WEP vs WPA
The only reason I have to use WEP over WPA at home is my 3 year old Toshiba TIVO does not support WPA.
The Wi-Fi Link 5000 chip that's part of Intel's newly launched Centrino 2 platform doesn't appear to like security keys that comprise a stack of zeros. That's the conclusion drawn by writer Frank Ohlhorst, who's been testing a pair of Centrino laptops and found they wouldn't talk to access points from different vendors …
The Good News is that if that's the only bug, then Intel has done pretty good.
The Bad News is that, in Software Testing, the all zero's case is called a Boundary Condition and is a necessary test in any test effort. If there's one place no bug should be found it would be there. The fact a bug is found there makes me worry what else may have slipped through the cracks.
Robb Topolski
disclosure: I am a former Intel employee and a software testing professional. I hold Intel in high regard but I am not beholden to them. I speak for myself.
Indeed sir, the most cursory and superficial test data should easily have uncovered this "oversight". As an ex-Cobol programmer I recall with delight those fun-filled afternoons when people would ask me to provide them with a file of test data to check the strength and security of their new modules.

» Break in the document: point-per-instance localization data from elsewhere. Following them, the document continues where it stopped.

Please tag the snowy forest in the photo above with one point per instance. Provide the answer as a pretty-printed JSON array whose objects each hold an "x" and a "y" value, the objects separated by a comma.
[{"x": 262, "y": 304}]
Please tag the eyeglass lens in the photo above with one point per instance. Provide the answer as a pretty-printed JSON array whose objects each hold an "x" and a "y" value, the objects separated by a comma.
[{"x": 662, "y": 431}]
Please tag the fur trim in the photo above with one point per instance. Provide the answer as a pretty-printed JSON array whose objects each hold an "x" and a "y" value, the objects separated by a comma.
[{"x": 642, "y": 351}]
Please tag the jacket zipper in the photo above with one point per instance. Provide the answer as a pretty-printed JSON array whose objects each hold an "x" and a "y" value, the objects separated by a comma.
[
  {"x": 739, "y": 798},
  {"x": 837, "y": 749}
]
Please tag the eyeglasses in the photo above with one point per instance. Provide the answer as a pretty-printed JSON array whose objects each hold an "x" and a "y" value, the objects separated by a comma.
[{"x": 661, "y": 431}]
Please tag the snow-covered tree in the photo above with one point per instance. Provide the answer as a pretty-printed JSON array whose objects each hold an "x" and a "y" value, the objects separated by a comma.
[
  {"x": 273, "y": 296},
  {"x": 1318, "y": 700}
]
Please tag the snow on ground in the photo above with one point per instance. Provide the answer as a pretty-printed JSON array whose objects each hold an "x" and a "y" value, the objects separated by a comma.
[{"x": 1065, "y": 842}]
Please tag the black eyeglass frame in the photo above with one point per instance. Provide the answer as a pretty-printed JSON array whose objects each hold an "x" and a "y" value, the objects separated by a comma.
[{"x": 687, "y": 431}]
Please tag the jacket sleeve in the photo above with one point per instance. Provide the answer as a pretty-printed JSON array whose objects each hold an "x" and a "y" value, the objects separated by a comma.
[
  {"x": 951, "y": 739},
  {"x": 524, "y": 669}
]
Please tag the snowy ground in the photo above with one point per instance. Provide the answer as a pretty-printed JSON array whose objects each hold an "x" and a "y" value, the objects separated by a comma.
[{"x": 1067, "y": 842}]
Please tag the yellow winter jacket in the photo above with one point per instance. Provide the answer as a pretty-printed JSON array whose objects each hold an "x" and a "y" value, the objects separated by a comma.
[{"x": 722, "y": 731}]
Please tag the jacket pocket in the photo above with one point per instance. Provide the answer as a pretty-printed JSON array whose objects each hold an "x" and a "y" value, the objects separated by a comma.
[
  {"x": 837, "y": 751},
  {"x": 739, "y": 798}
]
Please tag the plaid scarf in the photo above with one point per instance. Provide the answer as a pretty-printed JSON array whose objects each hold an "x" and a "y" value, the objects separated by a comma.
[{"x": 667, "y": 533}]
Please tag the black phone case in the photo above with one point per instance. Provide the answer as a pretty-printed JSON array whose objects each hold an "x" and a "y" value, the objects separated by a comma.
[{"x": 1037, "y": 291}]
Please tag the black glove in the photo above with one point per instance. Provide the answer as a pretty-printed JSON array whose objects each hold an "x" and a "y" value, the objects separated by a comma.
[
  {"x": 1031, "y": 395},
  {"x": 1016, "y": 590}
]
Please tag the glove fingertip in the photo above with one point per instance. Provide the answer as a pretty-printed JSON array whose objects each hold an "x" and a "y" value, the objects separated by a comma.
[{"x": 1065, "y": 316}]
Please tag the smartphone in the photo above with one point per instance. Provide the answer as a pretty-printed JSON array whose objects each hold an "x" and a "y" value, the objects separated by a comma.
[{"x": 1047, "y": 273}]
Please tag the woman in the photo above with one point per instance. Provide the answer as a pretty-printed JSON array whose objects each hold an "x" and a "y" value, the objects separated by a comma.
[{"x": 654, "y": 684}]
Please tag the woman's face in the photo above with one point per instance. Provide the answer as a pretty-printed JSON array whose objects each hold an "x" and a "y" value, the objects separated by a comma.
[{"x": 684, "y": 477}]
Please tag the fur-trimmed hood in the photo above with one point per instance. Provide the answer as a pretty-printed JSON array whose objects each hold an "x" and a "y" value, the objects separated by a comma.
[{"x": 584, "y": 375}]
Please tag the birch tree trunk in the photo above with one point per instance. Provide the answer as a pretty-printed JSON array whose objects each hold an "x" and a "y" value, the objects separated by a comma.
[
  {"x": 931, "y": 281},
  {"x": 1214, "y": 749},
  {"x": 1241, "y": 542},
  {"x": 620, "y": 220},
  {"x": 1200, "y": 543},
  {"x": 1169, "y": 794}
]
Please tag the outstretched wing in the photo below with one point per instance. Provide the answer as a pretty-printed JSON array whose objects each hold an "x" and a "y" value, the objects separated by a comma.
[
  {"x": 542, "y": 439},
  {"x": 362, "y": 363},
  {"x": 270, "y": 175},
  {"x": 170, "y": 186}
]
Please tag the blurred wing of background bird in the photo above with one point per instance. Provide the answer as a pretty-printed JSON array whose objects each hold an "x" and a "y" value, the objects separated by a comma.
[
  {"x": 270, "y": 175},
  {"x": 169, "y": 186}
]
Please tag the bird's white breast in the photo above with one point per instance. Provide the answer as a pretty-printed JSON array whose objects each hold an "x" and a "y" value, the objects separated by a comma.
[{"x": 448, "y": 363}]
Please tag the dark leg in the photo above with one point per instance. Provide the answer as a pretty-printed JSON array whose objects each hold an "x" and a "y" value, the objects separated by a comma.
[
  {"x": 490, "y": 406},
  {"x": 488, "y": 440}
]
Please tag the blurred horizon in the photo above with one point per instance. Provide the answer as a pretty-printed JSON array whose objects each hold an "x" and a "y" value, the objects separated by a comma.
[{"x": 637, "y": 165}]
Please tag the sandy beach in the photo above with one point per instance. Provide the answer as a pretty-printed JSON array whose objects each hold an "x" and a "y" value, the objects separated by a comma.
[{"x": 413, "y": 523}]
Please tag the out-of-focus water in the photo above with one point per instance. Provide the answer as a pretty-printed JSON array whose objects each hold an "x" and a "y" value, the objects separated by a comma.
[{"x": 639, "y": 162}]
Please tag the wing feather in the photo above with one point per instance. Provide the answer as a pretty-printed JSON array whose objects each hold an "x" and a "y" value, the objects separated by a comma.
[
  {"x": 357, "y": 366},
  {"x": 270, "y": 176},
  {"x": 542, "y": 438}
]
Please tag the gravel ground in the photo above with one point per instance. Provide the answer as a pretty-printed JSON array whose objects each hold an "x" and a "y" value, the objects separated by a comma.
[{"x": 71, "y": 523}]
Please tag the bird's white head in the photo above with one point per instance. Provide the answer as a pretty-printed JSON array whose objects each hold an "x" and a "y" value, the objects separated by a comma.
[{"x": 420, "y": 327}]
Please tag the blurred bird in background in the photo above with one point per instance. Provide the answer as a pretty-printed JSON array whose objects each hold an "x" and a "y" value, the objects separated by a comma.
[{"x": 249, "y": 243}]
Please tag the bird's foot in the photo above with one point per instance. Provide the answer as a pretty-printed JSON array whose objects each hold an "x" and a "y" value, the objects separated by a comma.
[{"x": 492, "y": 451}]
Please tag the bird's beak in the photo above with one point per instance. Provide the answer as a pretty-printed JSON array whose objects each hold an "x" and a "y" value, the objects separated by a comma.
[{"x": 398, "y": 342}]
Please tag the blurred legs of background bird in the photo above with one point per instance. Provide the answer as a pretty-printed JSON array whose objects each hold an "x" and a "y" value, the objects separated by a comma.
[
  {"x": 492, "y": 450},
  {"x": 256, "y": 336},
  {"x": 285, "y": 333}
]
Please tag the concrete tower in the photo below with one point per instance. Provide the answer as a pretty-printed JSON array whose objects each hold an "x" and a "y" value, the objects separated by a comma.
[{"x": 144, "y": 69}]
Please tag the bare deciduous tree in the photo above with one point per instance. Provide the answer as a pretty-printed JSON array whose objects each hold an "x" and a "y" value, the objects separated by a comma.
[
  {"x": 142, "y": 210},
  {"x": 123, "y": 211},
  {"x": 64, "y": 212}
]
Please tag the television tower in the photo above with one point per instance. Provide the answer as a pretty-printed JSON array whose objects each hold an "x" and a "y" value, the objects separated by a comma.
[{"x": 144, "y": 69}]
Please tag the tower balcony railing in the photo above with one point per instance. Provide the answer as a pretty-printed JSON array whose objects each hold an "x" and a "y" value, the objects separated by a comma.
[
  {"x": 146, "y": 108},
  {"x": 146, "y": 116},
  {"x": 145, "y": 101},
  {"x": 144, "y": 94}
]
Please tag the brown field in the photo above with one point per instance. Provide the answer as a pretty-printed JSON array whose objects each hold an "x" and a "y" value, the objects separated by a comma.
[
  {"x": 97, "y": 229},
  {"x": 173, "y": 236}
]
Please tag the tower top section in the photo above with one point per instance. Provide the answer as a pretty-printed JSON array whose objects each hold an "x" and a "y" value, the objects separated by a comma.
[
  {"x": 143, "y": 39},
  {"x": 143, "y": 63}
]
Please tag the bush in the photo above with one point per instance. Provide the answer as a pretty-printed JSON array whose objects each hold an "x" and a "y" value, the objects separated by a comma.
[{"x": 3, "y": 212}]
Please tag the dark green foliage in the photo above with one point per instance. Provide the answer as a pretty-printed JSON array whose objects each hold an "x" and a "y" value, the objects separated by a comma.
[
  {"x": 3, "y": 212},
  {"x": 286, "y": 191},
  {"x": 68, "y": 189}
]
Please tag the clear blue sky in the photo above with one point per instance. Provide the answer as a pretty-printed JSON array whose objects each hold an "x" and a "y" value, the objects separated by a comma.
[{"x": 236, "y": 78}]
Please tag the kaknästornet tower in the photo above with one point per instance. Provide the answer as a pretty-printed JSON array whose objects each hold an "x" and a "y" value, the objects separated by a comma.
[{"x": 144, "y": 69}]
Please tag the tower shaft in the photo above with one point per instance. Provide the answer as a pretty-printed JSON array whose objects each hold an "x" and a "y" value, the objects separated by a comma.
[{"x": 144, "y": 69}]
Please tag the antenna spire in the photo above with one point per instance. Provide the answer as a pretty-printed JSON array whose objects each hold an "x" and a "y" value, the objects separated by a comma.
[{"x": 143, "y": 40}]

Why me? Because I had a knack of breaking things... I always inserted control keys, functions, illogical times, tabs, keyboard commands (like ctrl-v or pgdn), zero length and zero content (escape, delete etc), lines of zeroes, lines of spaces, alt key plus digits, multiple inputs, punctuation (commas, exclamations, pipes etc), wrong character lengths and some interesting entries from the full ASCII character set within the test file. If it passed that lot, it tended to work fairly well - even if the calculation was pants.